Understanding the path to quitting and the opportunity space
In order to create a solution to quitting vaping we needed to understand more about the meaning and realities of vaping for young people. During in-depth, guided conversations, we talked to nearly 300 teens about their lives, vaping, and why they wanted to quit and what was hard about quitting, since many had tried, without support or success, before. From those conversations, we were able to develop a story, not necessarily representative of all teens—or even the majority—about the experience of vaping that would guide us in our design decisions.
Teen vaping most often begins in social situations, with young people often using a peer’s device when they vape for the first time. It often feels exciting at first; not only is it part of a shared social experience, but the high from the nicotine is changing the chemistry of the young teen brain. In the moment, though, it feels calming, exciting, dizzying—all at once.
As soon as a month after beginning to vape, many teens notice some negative effects such as craving it first thing in the morning, affecting their body in unwanted ways, or complicating their relationship with their parents. Dependency on vaping can create anxiety instead of reduce it, and managing anxiety is why many teens start to vape in the first place. Many young people feel stuck in a place where vaping is neither totally good nor totally bad—their dependency on the drug often outweighs their desire to quit. Because vaping is often a social activity, it may be even harder to continue on the quitting journey if a young person’s friends are still vaping. We heard about feelings of guilt, nervousness, embarrassment, feeling alone in the struggle to quit, and even capitulation—that vaping is worth it to take the edge off before a big test or a hit or two is socially acceptable at parties.
For teens who decide to quit—and many do try, even several times—they often piece together an ad hoc plan on their own. They gather tips from friends, do their own online research, and try to form their own support group. Some buy nicotine gum or lollipops to take the edge off. Some tell their best friends. The road to quitting is paved with good intentions and it’s also extremely lonely, which is likely why it can be a painful journey.

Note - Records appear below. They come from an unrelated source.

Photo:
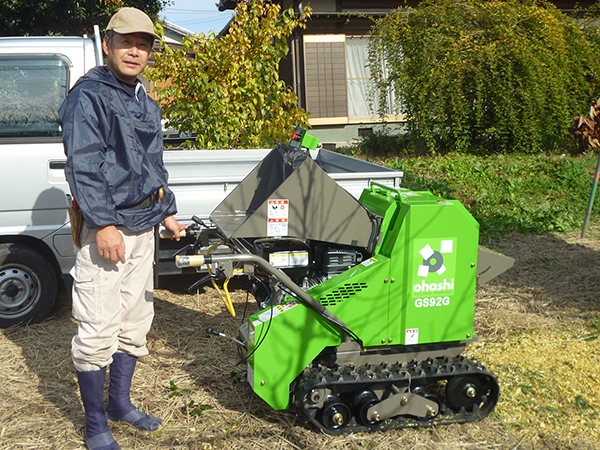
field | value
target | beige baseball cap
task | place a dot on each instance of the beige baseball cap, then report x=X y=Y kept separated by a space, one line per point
x=131 y=20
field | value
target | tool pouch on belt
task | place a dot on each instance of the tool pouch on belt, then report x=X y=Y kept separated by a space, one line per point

Many programs focus on prevention rather than offering coaching guides on how to quit. Quit the Hit infuses a social environment into the quitting process. The program addresses specific fears and hesitations teens have with traditional fear-based prevention programs. It cuts out the noise and provides relevant reasons to quit, peer support, educational fundamentals, and clinical support in a way that feels engaging, collaborative, and compassionate—like a breath of fresh air.